FOCUS PROGRAMMES 2019
Chances at Risk
A fair chance for a good life. No more and no less is what the young protagonists aim to find – not always in line their parents’ expectations, they explore new paths of emancipation – either through education, new gender attributions and cultural innovations.
While Harry reminds us about illiteracy within the so-called western world and the social divisions that come with it (H is for Harry), Ghorban demonstrates what it means, when a lack of political willpower neglects the chances for a new start after migration (Coeur de Pierre). In Before Father gets back and Snowy Roads we witness how patriarchal structures and traditional gender roles make equality impossible for girls even in the 21st Century.
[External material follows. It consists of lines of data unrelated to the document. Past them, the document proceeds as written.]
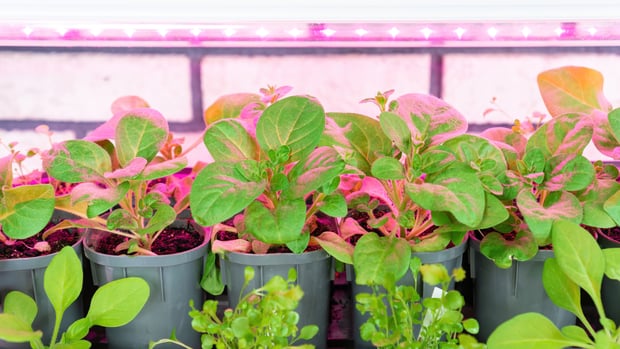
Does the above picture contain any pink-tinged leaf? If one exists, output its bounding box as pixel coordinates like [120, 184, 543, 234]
[0, 154, 14, 186]
[480, 127, 527, 159]
[103, 158, 147, 179]
[71, 183, 120, 203]
[311, 231, 354, 264]
[289, 147, 344, 197]
[395, 93, 467, 146]
[204, 93, 260, 125]
[137, 157, 189, 181]
[339, 217, 368, 240]
[114, 108, 168, 166]
[211, 239, 252, 253]
[592, 109, 620, 160]
[517, 189, 583, 246]
[538, 66, 611, 117]
[525, 114, 594, 159]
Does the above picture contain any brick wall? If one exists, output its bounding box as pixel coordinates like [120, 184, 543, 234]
[0, 47, 620, 167]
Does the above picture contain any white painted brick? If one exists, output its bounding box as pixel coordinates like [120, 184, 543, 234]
[443, 52, 620, 160]
[0, 129, 75, 172]
[443, 52, 620, 123]
[0, 52, 192, 121]
[202, 54, 430, 115]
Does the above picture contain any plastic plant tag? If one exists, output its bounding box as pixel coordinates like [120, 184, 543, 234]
[418, 286, 447, 340]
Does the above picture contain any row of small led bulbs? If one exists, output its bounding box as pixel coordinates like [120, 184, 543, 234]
[22, 27, 597, 40]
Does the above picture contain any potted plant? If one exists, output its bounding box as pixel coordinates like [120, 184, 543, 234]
[149, 267, 319, 349]
[538, 66, 620, 322]
[319, 91, 508, 347]
[487, 220, 620, 349]
[0, 246, 149, 349]
[190, 90, 346, 348]
[470, 66, 600, 338]
[355, 243, 484, 349]
[45, 98, 208, 348]
[0, 139, 83, 348]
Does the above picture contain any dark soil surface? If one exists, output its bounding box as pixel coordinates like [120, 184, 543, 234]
[97, 226, 203, 255]
[0, 229, 80, 259]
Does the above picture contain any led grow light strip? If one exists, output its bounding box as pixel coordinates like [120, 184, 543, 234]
[0, 0, 620, 46]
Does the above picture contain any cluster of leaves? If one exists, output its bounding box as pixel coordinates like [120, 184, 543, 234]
[487, 220, 620, 349]
[190, 96, 346, 253]
[44, 98, 187, 254]
[0, 247, 149, 349]
[481, 67, 620, 268]
[356, 234, 484, 349]
[149, 267, 319, 349]
[321, 91, 508, 263]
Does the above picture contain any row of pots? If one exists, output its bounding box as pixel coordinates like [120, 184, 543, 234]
[0, 224, 620, 348]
In The next Guardian youthful spirit of renewal meets established family traditions in Bhutan and we discover astonishing similarities to our own ways of growing up.
Families at Risk
What are the challenges when dealing with the history of your own family? In the focus program Families at Risk we present movies of filmmakers, who audio-visually trace their own family histories. These are stories often closely interwoven with global political questions and societal change.
There is the search for traces of ones own grandmother in the historical embroilments of the Japanese-Korean war (Yukiko), the tracking down of the family´s role in the former communist regime of Bulgaria (I see red People) and the questioning of a daughter-father relationship in the context of Catholic missionary work and development aid in Nigeria (Rote Erde Weißer Schnee). In Mamacita and Dans l’Oeil du Chien, we follow the filmmakers´ attempts of assessing the past of their grandmothers that confront their families and us, the audience, with the full range of emotions.
Filmmakers at Risk
How much risk is it worth taking to make a film? In five films we meet those who literally exposed themselves to high personal and political dangers to realise their films and share their stories with us.
We find ourselves in the midst of street battles in Kinshasa (Kinshasa Makambo), violent protests in Kashmir (After Prayers) and experience the bombing of Damascus through the lens of the camera of three young men (Daraya – A Library under Bombs). With the Oscar nominated film Of Fathers and Sons we immerse ourselves in the life of a radical Islamist family and in the world premiere of Dialogue we accompany a Kurdish filmmaker and his mother on their way into the Syrian civil war in search of the missing brother and Son. But it is not the already known images of these conflicts that leave us astonished, but the deeply human stories, which we get to know thanks to the high personal commitment of the filmmakers.
Futures at Risk
Colonial hegemonies still exist. This is reflected in the threats indigenous communities experience around the world. They are still the oppressed and disempowered, the displaced and the uprooted. But they are not passive victims of history, but rather with their quest for self-determination and cultural preservation represent those values that are important not only for themselves and their cultural survival but also for the future sustainability and ecological preservation of the planet.
The journey in these films takes us from Thailand (I am Golden Karen) to Borneo (Be ‘Jam Be – The Never Ending Song) and Tahiti (Ma’Ohi Nui, In the Heart of the Ocean My Country lies) and across the Pacific to Colombia (Thinking Like A Mountain) and Ecuador (Spears form all Sides).
Progress at Risk
Populism, freedom, safety and the drawing of new boundaries within societies. This focus program is dedicated to those “great themes of the global community”, which make us question the meaning of “progress” in relation to its political, ecological and humane dimensions.
Brexitannia tells about the harmful consequences of short-sighted populist politics and seemingly simple solutions through the construction of borders. In a similar scenario we meet the people in Welch, West Virginia, who, in their everyday life as so-called losers of the globalisation, place all their hopes on Trump (The time to go has come and gone). Remapping the Origins takes us to the roots of the European idea as well as its conflictual and visionary history. In the reflection of the past we discover current questions concerning the European ideal situated at risk. Beautiful Things holds a mirror to the western consumer society, turbo capitalism and the mania of economic growth in a playful and surprising way. Taste of Cement sheds light on an otherwise often hushed up topic, namely: the deprivation of rights of migrant workers living a life in modern slavery in service of growth at any cost.